Given in recognition of a lifetime’s work, the Royal Gold Medal is approved personally by Her Majesty The Queen and is given to a person or group of people who have had a significant influence 'either directly or indirectly on the advancement of architecture'.

Playing a leading role in British architecture for more than half a century, Nicholas Grimshaw is arguably best-known for the landmark International Terminal at London’s Waterloo station and the visionary Eden Project in Cornwall.

Linked by their scale and complexity, these two buildings illustrate Grimshaw’s extraordinary innovative approach to architecture and his modernist signature. Built within a superstructure of glass and steel, the International Terminal won the RIBA Building of the Year Award (the precursor to the RIBA Stirling Prize) in 1994 and is applauded as an exemplar of British transport architecture. The bubble-like biome structures of the Eden Project transformed a redundant clay pit into a world-renowned ecological centre and quickly became one of the UK’s most popular visitor attractions.

International Terminal Waterloo by Grimshaw, courtesy Jo Reid and John Peck

Nicholas Grimshaw established his own practice in 1980 and over the decades since, he and his team have created an impressive portfolio of built projects all around the world. From a suite of factories for Herman Miller, to innovative apartments in Regent’s Park and Camden Town, from a Spa in historic Bath to the Ludwig Erhard Haus in Berlin. Today, his firm employs over 600 staff with offices in Los Angeles, New York, London, Doha, Dubai, Kuala Lumpur, Melbourne and Sydney.

Thermae Bath Spa, courtesy Jason Hawkes

Grimshaw has chaired numerous national and international juries for both competitions and awards. He has lectured extensively around the world, examined and taught widely and is a Past President of the Royal Academy. In this latter role he played a key part in creating the newly opened extension of the Royal Academy at Burlington Gardens. His influence on and support of a generation of architects has a lasting and profound impact on the practice of architecture today.
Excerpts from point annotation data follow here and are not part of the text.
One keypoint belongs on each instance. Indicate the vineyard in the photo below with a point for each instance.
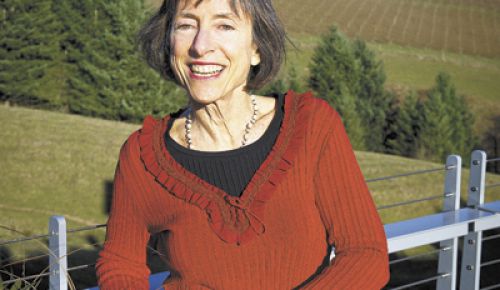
(462, 26)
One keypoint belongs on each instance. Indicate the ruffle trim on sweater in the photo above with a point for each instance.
(235, 220)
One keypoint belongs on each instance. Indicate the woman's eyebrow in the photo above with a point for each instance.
(228, 15)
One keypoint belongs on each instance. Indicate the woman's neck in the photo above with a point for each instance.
(220, 126)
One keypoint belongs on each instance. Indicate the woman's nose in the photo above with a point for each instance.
(202, 43)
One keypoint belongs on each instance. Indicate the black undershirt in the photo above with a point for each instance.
(229, 170)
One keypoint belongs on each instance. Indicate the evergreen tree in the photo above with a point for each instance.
(460, 118)
(403, 127)
(436, 128)
(110, 79)
(335, 78)
(31, 68)
(373, 102)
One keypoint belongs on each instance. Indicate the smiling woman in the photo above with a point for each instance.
(243, 191)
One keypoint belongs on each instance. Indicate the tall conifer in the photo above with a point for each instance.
(335, 78)
(373, 102)
(110, 80)
(31, 65)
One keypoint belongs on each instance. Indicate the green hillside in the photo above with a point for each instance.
(55, 163)
(462, 26)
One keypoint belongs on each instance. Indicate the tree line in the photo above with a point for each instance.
(427, 125)
(81, 57)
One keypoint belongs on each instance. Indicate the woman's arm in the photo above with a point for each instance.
(351, 220)
(122, 262)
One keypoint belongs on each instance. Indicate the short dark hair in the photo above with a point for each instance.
(268, 35)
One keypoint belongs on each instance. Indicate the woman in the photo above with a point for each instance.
(244, 191)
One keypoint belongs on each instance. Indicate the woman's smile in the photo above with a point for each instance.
(205, 71)
(212, 50)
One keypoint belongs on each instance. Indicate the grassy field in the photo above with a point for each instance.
(54, 163)
(410, 68)
(462, 26)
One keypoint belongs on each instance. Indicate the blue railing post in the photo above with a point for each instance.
(448, 254)
(58, 263)
(471, 258)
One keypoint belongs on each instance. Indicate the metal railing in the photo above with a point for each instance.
(446, 228)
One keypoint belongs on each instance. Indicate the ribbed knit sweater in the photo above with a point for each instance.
(308, 195)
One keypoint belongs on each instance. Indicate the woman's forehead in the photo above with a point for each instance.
(235, 5)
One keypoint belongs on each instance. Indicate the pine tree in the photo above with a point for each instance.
(335, 78)
(110, 80)
(436, 128)
(461, 118)
(401, 137)
(31, 67)
(373, 102)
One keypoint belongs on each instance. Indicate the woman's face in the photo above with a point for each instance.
(211, 49)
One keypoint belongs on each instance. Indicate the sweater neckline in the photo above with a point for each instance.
(234, 219)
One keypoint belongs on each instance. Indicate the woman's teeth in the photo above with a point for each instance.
(206, 69)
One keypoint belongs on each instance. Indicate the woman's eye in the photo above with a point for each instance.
(226, 27)
(183, 26)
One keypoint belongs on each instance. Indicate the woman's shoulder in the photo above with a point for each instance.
(318, 109)
(140, 139)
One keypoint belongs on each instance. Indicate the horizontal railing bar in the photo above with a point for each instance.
(487, 210)
(496, 286)
(35, 237)
(26, 260)
(492, 185)
(492, 262)
(80, 267)
(420, 282)
(491, 237)
(18, 240)
(408, 174)
(87, 228)
(26, 278)
(410, 202)
(413, 257)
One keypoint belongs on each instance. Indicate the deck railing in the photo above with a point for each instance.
(453, 226)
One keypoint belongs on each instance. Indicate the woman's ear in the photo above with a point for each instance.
(255, 59)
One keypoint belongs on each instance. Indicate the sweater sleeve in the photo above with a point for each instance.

On hearing the news that he will receive the Royal Gold Medal in 2019, Sir Nicholas Grimshaw says,

I am thrilled to hear about the Gold Medal and would like to thank those who supported my nomination. My life, and that of the practice, has always been involved in experiment and in ideas, particularly around sustainability; I have always felt we should use the technology of the age we live in for the improvement of mankind. I would like to thank everyone who has ever worked in the office for contributing to our bank of ideas, and for helping to make it an enjoyable and humanistic place.”
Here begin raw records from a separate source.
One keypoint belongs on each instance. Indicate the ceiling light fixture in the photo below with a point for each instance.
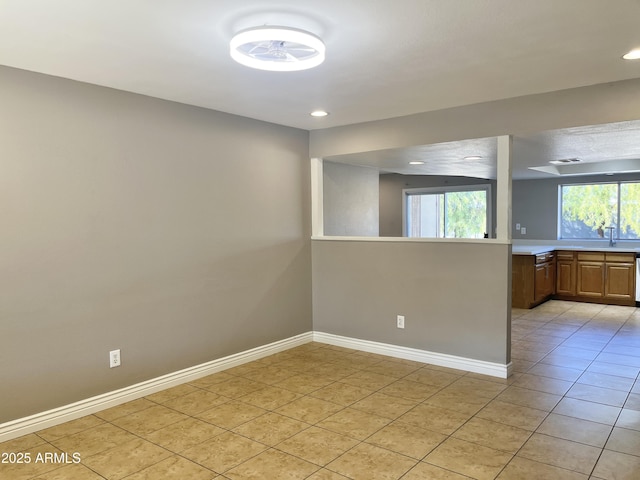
(632, 55)
(564, 161)
(277, 49)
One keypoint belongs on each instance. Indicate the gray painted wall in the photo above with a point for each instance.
(455, 296)
(535, 204)
(592, 105)
(391, 186)
(350, 200)
(177, 234)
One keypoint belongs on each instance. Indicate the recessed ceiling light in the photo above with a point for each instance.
(564, 161)
(278, 49)
(632, 55)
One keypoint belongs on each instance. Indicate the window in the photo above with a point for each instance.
(587, 211)
(456, 212)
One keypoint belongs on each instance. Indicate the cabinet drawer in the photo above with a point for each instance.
(565, 255)
(544, 257)
(621, 257)
(591, 256)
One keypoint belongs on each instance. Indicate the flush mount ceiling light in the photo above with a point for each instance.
(278, 49)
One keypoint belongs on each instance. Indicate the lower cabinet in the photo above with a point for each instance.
(566, 273)
(576, 275)
(620, 282)
(600, 277)
(533, 279)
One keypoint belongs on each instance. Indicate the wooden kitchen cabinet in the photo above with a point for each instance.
(601, 277)
(566, 273)
(607, 277)
(620, 277)
(533, 279)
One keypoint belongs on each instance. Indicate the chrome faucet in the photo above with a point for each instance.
(611, 242)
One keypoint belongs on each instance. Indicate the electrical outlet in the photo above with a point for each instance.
(114, 358)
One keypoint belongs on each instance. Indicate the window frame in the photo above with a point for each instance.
(407, 192)
(618, 184)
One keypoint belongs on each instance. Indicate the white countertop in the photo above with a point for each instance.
(537, 249)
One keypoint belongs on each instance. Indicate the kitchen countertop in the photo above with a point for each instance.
(537, 249)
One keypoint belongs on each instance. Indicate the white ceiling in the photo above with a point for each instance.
(611, 148)
(385, 58)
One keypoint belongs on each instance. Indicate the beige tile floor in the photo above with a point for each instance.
(571, 410)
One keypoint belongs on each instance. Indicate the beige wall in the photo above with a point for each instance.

British Pavilion Expo 1992, Seville by Grimshaw, courtesy Jo Reid and John Peck

RIBA President, Ben Derbyshire says, “It was my privilege to chair the panel that selected Sir Nicholas Grimshaw for UK architecture’s highest accolade. For more than half a century, Sir Nicholas’s influence has been exceptional. 

He is responsible for an extraordinary number of buildings and infrastructure projects of international significance, and for the continuous development of an architecture which places technology at the heart of the aesthetic. 

His influence on architecture extends beyond his work as a practitioner. He is an educator, champion for the UK architectural profession and for culture more widely. He is an inspiration to a future generation of architects and his recognition with this Royal Gold Medal is well overdue.”

Bath Spa School of Art and Design (formerly the Herman Miller Factory, also by Grimshaw)

The Royal Gold Medal will be presented to Sir Nicholas Grimshaw at a special ceremony in early 2019.